Thunderstone Software LLC
An Interview with John Turnbull
Thunderstone has been in the search-and-retreival business since 1981. In human and Internet years, that's a long time. Over the years, I kept bumping into search professionals who spoke highly of this company. Matt Koll, founder of Personal Library Software hinted that he licensed the Thunderstone "stemmer" for his ground breaking desktop search product. Then, I learned that Thunderstone was one of the technology vendorshelping the start up eBay deliver fast, useful search. |
Thunderstone "blue boxes" turned up several years before the Google Search Appliance. One colleague told me that Thunderstone "invented the search appliance category".
The president and tech guru at Thunderstone in a poised, soft-spoken Englishman. Now transplanted from the "sceptred isle" to Cleveland, Ohio, whose motto is "the forest city". John Turnbull agreed to talk with me in a deli located in Cuyahoga County. Cleveland, like Mr. Turnbull, was surprisingly urbane in March. The snow was light and the temperature hovered around zero degrees centigrade. Several times during our conversation, the sun made a brief appearance.
So, how do you like the weather in Cleveland? Does it remind you of "merrie olde England"?
Some. Cleveland's a dynamic city. In some ways, the weather here is not that different from the UK and Switzerland where I grew up. The principal difference is that Cleveland does get a bit more snow. It's quite nice today actually.
What's Thunderstone's core business?
People are quite surprised to learn that Thunderstone Software LLC pioneered concept-based searching, real-time searching, and simultaneous searching of both structured and unstructured data in the 1980's.

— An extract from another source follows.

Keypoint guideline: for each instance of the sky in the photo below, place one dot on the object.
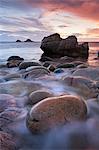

We have continued to develop our search technology, and we think that despite being in Cleveland, our system is one of the most powerful, scalable and flexible enterprise search solutions available today.
Where did the name "Thunderstone" come from? Most search vendors try for tech sounding names or use Greek or Latin to give their systems some cachet. Is your company named after the rock band?
No, Thunderstone is the name given to rocks that have been weathered into a donut shape. The Pacific Islanders believed they were created by a god blasting the hole with lightning. We've always been more focused on solving the customer's problem rather than the academic or theoretical possibilities. Thunderstone connotes our pragmatic approach to search.
I know Case Western Reserve is here. Kent State is not too far away. But why Cleveland for a search and content processing company? Why aren't you in Silicon Valley where the weather is almost as nice as Cleveland's?
The original founders--Kathy and Michael Pincus--are from this area. And you are right about Case as it is now known. It's an excellent institution. The city's reputation is for manufacturing, but engineering is a major part of the city's heritage. We're here. Booz, Allen & Hamilton has a major technology presence here. Hyland Software, the makers of OnBase, are not too far from our offices. The benefit for us is that young engineers who are interested in text retrieval and content processing make themselves known to us. If we were located in Palo Alto or Seattle, there would be much greater competition for technical specialist with the types of skills we need.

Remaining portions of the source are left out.